The cardiac insufficiency research explains a lot of the problems I've been having: the fainting, the dizziness, the inability to concentrate as well sitting as I do lying down (less blood flow to the brain), the shortness of breath, the difficulty getting up the front stairs, and, oh, yeah, the fatigue. The fatigue could be explained by the "severe sleep disturbance", but the feeling that I wasn't getting enough oxygen, which often came upon me when I was out walking -- I couldn't figure out how that related to not sleeping well. Now I know.  It doesn't, except in the sense that the sleep problem and the heart problem are both symptoms of the same ailment.

On the subject of sleep disturbance, they've been treating me with sleeping pills. They put me to sleep -- well, most nights -- but I wake up groggy and it's pointless to try to work before noon. 

A couple months ago, I went to a lecture by www.DrRodger.com and found out about 5HTP. Taken with vitamins and 700 mg of magnesium, it builds serotonin levels. Dr.
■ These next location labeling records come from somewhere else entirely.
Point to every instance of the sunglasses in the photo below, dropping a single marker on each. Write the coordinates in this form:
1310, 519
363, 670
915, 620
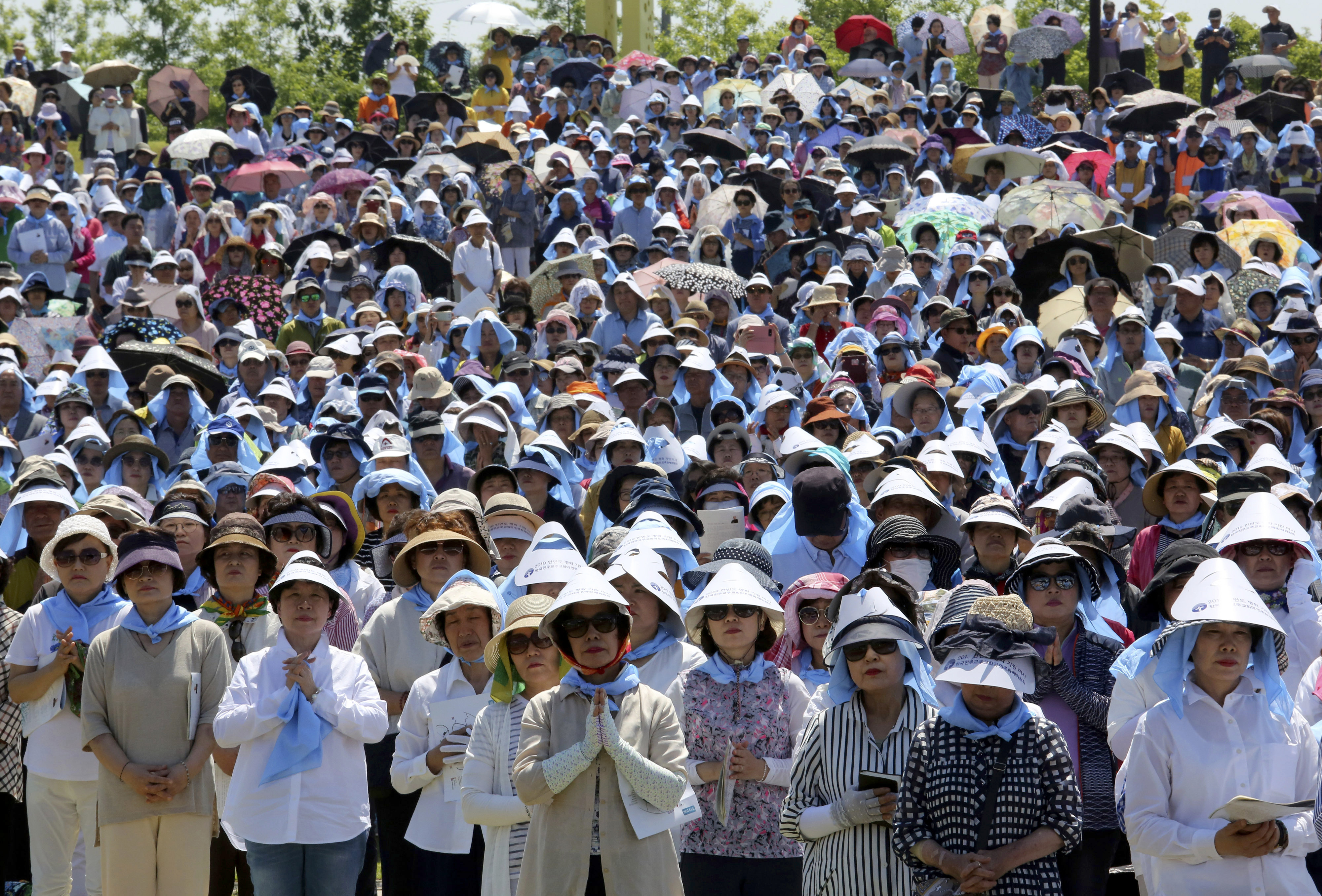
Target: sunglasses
1065, 582
88, 557
1275, 549
717, 614
518, 644
576, 627
882, 647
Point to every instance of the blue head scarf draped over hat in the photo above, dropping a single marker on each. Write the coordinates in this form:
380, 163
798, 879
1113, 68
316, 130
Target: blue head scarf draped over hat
474, 337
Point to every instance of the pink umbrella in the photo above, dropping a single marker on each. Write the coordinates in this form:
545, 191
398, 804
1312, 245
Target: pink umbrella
1102, 163
342, 179
248, 179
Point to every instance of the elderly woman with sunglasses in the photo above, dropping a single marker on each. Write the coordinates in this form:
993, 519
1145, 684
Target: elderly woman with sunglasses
47, 661
598, 727
524, 663
1060, 587
150, 696
302, 807
744, 705
881, 690
441, 544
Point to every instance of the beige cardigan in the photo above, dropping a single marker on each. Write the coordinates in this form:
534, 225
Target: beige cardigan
560, 837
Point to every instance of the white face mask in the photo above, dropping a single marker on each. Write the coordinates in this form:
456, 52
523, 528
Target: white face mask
914, 571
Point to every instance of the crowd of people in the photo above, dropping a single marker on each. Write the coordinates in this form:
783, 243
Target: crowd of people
498, 443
Rodger's theory was that the SSRI anti-depressants the quacks were giving me, instead of the sleeping pills I kept requesting, weren't working because I didn't have enough serotonin to be reuptook. From the description of my sleep patterns, Dr. Rodger says they should have known I had a serotonin deficiency.  I've started taking 200-250 mg of 5HTP at bedtime, and most nights have been sleeping 6-7 hours, naturally, a vast improvement over some of the sleeping pills which

              (1) didn't put me to sleep at all,

              (2) didn't put me to sleep half the time,

              (3) got me 3-5 hours of sleep, and left me confused part or all of the next day OR

              (4) gave me a full 8 hours of sleep, at the cost of having to stay horizontal till noon or risk cracking my skull when I blacked out while sitting or standing.

With the 5HTP, I still need a few hours to wake up fully, but I'm nowhere near as brain-dead the next morning.  I can actually do some work before noon -- slowly, but competently.  :)  I find it makes more sense to stitch in the morning and leave the paid work till afternoon when I'm fully awake ... not going to lose any clients if I make a mistake stitching.  But that's still a vast improvement over 2003, when I couldn't do either.

God bless Dr. Rodger and Dr. Cheney.  One's given me my life back, and the other has given me the information to live a normal lifespan.